In her monumental works on paper, Alina Perez (b. 1995; Miami, Florida) blends personal recollection and imagination, combining both remembered and fantastical elements that create a realm entirely her own. Perez employs the mind’s eye, using drawing as a tool to visualize scenes that are motivated by real emotional sensations. The artist understands memory as inherently malleable and open to chance, and uses her practice as a force in the constant revision of her own memories. Working in grand, fluid narrative, Perez rethinks familial history, personal trauma, and notions of identity that are rooted in both the individual and in geography.

The artist consistently returns to a lexicon of symbols and environments that pull heavily from her lived experiences as a Cuban-American raised in Miami, Florida. These elements eschew straightforward notions of storytelling and narrative, instead favoring uncertain and evocative interplays of subject and setting. The artist likens the delicate balance of Florida’s ecology to that of young peoples’ inner worlds, and mines a kinship between the dense life of the region’s tropical wetlands and the depth of human experience. In Perez’s work, animals and plants act as manifestations of an environment that teems with life of its own, casting the natural realm as a shapeshifting player alongside its human inhabitants. The artist locates herself as the conduit for this lush world, a role in which she channels emotional states with energy on the elemental level of earthly phenomena.

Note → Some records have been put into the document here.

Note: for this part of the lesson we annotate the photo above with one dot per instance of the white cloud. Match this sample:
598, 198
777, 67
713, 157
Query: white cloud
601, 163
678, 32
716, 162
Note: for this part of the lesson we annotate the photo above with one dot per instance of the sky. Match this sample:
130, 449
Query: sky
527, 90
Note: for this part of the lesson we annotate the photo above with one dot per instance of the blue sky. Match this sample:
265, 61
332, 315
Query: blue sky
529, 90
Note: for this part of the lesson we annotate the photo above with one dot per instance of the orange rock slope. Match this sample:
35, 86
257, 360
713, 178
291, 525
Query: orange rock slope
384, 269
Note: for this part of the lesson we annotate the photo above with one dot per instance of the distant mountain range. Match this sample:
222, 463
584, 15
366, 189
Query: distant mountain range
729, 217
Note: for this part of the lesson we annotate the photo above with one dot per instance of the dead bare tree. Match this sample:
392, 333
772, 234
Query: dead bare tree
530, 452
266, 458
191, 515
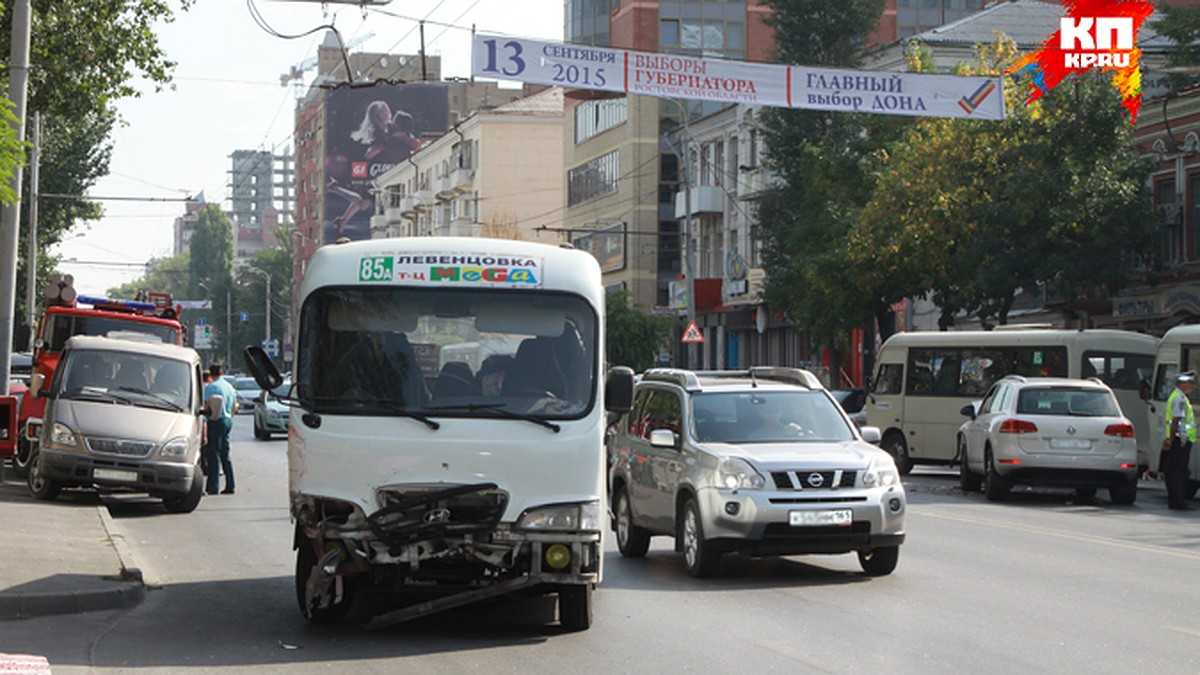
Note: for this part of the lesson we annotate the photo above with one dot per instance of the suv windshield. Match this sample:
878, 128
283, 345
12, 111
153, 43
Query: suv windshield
1061, 400
447, 353
767, 417
126, 377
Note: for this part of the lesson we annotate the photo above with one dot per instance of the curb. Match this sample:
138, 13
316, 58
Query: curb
124, 591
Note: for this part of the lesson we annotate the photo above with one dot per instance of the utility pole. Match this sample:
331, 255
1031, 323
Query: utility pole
35, 161
10, 219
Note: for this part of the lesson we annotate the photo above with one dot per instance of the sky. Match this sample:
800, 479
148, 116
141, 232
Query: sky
227, 96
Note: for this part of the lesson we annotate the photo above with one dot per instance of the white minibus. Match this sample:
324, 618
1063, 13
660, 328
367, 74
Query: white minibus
1179, 350
466, 485
923, 380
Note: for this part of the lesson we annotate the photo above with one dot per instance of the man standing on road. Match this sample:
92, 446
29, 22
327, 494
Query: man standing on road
220, 423
1181, 434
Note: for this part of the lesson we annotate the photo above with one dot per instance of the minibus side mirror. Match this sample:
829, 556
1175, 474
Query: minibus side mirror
262, 368
618, 392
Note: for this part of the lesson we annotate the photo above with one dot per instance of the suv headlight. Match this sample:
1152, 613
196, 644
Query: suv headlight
61, 435
736, 473
562, 518
175, 448
881, 473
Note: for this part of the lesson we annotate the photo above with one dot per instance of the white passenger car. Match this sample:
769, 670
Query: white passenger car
1048, 431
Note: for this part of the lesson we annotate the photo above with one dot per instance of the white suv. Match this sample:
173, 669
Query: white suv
762, 461
1048, 431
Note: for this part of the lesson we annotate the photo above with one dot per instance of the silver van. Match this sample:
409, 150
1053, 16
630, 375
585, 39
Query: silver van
124, 414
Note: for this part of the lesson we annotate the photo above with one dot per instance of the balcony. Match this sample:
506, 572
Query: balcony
443, 189
462, 180
705, 199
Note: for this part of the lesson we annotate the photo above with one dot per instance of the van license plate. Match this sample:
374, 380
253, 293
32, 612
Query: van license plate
807, 518
114, 475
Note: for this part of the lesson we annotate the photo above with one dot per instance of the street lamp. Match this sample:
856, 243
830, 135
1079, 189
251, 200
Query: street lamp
689, 256
268, 300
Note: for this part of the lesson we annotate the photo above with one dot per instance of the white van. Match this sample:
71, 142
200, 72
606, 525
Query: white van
923, 380
406, 472
1177, 351
121, 414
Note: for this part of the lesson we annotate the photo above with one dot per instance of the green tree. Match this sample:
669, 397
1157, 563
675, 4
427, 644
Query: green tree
975, 211
168, 275
823, 165
633, 336
210, 270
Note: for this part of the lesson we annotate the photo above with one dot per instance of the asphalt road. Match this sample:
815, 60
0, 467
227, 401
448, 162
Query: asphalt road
1036, 585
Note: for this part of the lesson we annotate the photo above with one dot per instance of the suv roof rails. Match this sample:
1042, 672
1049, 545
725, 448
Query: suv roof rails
690, 380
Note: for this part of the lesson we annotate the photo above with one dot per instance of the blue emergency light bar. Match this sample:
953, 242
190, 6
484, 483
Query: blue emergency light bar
124, 304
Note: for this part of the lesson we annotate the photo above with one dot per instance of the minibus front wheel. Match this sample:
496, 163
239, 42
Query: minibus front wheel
895, 446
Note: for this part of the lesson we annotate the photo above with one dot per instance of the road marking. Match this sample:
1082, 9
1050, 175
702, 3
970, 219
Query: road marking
1059, 533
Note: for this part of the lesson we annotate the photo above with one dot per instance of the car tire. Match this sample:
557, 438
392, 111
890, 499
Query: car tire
24, 453
575, 607
1125, 494
897, 447
186, 502
306, 562
880, 561
995, 488
41, 488
967, 481
700, 557
631, 539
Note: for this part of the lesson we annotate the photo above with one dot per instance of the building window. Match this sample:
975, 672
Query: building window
593, 179
597, 117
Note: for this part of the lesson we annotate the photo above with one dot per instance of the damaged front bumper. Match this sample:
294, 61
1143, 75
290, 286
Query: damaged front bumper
448, 544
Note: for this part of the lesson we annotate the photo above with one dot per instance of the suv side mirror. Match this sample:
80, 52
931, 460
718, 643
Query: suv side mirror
618, 389
664, 438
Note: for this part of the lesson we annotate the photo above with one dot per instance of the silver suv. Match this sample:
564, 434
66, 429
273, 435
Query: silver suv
760, 461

Each of Perez’s drawings is built up from base layers of instinctive gesture which she constantly revises, refining and complicating her works to bring their details into focus. Working intuitively on paper with pastel and charcoal, the artist builds scenes that play out in an ever-evolving space that operates with its own surreal logic and acts as a living player unto itself. Fascinated by the capacity drawing has for capturing emotion through mark-making and the physical memory of her medium, Perez uses this quality to create a material intensity that mirrors its disposition. The fragility and flexibility of dry media make a constant record of changes in speed, stillness, and focus, and Perez uses these qualities to unearth emotional modes and make them tangible. Perez’s drawings reference compositional ideas from canonical works of the Renaissance and Baroque periods to consider acute psychological dualities: violence and healing, sensuality and pain, vulnerability and strength.

Alina Perez’s work has been exhibited at the Taubman Museum of Art, Roanoke, VA; Atlanta Contemporary, GA; Arcadia Missa Gallery & Publishers, London, UK; Deli Gallery, New York, NY; James Cohan Gallery, New York, NY; Rachel Uffner, New York, NY; Company Gallery, New York, NY; and M+B, Los Angeles, CA. Work by Perez is included in “Flow States – LA TRIENAL 2024,” the second edition of El Museo del Barrio’s triennial surveying Latinx contemporary art. In 2017, Perez was a resident at the Skowhegan School of Painting and Sculpture, Madison, ME, and has attended residencies at the Fine Arts Works Center in Provincetown, MA, the Ox-Bow School of Art, Saugatuck, MI; and the Vermont Studio Center, Johnson, VT. Alina Perez received her BFA in Painting from the Rhode Island School of Design and her MFA in Painting and Printmaking from the Yale School of Art. The artist lives and works in New York, NY. Perez’s first solo exhibition with Yossi Milo will open in January of 2025.